It was three days before Christmas, 2006, while in the midst of busy holiday preparations for her family, my daughter, Joyce Stankiewicz, decided she could no longer cope with an unrelenting headache and went to see her doctor. The next day she would hear the devastating news that she had a malignant brain tumor for which there was no cure.
On Christmas Eve, while other families were wrapping gifts and stuffing stockings, Joyce underwent surgery to remove the brain tumor. Over the next 26 months, this Old Orchard resident and Cooper School mom with kids in kindergarten, first, and second grades would participate in clinical trials hoping for more time to raise her family. Sadly, she passed away, but not before she found the grace and strength to walk in the Race for Hope Philadelphia in November 2008, just weeks before her death. She wished that no one else should face this tragic diagnosis without hope.
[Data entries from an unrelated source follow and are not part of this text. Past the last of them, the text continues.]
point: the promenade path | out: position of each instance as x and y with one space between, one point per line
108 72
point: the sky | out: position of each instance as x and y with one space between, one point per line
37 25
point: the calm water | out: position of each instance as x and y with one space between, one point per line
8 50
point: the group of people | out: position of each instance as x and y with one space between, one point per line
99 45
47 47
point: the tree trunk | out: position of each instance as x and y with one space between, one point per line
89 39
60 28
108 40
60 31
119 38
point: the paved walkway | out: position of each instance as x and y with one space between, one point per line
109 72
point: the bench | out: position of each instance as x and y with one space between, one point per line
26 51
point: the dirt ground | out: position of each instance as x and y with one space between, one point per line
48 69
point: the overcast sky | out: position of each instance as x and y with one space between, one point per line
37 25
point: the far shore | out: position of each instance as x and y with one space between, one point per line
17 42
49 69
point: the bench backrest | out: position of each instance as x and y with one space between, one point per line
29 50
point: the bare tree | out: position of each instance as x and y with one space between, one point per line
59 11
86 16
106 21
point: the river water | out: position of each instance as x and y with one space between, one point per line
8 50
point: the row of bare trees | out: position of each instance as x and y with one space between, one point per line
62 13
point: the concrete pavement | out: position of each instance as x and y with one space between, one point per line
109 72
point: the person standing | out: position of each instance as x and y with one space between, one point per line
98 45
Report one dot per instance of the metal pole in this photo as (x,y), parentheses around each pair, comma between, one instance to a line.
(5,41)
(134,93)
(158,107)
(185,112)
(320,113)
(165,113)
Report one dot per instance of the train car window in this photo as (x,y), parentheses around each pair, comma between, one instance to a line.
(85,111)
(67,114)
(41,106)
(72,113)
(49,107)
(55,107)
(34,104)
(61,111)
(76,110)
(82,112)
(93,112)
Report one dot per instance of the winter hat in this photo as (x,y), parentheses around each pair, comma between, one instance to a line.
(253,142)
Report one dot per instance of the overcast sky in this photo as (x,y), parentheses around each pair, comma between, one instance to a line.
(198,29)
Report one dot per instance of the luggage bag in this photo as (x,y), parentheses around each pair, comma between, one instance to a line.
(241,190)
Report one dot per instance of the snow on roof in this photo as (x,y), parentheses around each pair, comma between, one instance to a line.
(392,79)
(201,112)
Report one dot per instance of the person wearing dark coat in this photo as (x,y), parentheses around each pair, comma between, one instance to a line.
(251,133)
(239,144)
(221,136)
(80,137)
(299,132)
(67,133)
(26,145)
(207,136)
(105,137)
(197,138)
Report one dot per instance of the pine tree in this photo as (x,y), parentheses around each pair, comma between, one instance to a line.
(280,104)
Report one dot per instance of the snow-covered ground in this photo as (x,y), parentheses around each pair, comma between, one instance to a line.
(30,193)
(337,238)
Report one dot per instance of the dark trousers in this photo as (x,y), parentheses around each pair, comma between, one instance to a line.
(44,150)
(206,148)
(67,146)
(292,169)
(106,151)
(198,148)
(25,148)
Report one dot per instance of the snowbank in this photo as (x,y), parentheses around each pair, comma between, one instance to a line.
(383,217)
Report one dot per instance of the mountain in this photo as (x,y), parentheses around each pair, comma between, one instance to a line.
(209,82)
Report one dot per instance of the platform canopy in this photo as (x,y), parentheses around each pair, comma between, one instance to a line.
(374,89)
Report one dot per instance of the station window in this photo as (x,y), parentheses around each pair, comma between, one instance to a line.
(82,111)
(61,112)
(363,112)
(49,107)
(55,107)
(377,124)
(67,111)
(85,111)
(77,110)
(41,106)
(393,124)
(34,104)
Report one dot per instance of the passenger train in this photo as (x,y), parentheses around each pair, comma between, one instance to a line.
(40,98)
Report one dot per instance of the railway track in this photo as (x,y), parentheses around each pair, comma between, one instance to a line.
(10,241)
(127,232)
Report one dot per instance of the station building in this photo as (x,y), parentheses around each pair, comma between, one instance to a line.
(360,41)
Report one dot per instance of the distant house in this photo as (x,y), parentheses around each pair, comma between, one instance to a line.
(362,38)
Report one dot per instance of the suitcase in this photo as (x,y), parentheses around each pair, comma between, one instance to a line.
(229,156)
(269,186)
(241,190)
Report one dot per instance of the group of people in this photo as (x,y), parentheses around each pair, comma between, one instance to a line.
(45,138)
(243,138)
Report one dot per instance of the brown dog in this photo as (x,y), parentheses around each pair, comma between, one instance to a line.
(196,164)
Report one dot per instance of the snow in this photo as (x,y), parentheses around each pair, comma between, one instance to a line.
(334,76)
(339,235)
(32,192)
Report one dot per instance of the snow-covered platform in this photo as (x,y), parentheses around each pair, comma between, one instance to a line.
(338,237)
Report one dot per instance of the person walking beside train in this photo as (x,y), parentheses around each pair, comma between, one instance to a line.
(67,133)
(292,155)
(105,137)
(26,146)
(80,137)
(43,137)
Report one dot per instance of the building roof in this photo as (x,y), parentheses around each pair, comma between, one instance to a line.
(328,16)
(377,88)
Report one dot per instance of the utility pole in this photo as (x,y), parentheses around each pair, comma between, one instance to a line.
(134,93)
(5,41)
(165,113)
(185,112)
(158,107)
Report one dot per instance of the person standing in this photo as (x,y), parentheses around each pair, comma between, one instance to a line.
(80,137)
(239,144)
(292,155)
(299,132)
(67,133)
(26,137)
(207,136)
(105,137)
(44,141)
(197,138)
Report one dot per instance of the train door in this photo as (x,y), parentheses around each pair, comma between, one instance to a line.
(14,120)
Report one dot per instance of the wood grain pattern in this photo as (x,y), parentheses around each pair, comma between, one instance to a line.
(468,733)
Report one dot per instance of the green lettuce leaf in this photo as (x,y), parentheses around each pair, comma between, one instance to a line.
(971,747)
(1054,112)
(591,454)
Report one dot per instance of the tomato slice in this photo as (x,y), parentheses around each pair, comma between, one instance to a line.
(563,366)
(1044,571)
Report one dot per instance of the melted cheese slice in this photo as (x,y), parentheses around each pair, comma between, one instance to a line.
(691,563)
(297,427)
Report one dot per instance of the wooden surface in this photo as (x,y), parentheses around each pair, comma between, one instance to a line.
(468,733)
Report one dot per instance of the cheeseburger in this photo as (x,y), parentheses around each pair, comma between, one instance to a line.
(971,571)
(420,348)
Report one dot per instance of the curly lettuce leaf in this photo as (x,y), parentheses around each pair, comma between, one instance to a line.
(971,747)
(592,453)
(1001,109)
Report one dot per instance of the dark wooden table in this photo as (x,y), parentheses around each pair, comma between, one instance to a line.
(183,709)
Every year since then, on the first Sunday in November, I have led a team of family and friends to walk in the National Brain Tumor Society’s annual Race for Hope — Philadelphia. For seven years, in memory of Joyce, we have set off from the Philadelphia Art Museum with hundreds of other runners and walkers of every age raising funds to extinguish this terrible disease. My devoted team, Stanky’s Strollers, has raised more than $20,000 to find a cure and improve the quality of life for those affected by brain tumors. While we’ve recently learned on “60 Minutes” that NBTS-funded research at Duke University is seeing good results in clinical trials using the polio virus, we are a long way from finding a cure. The death of Lauren Hill (a 19-year-old college basketball player) is a painful reminder that we must press on to fund research for brain cancer.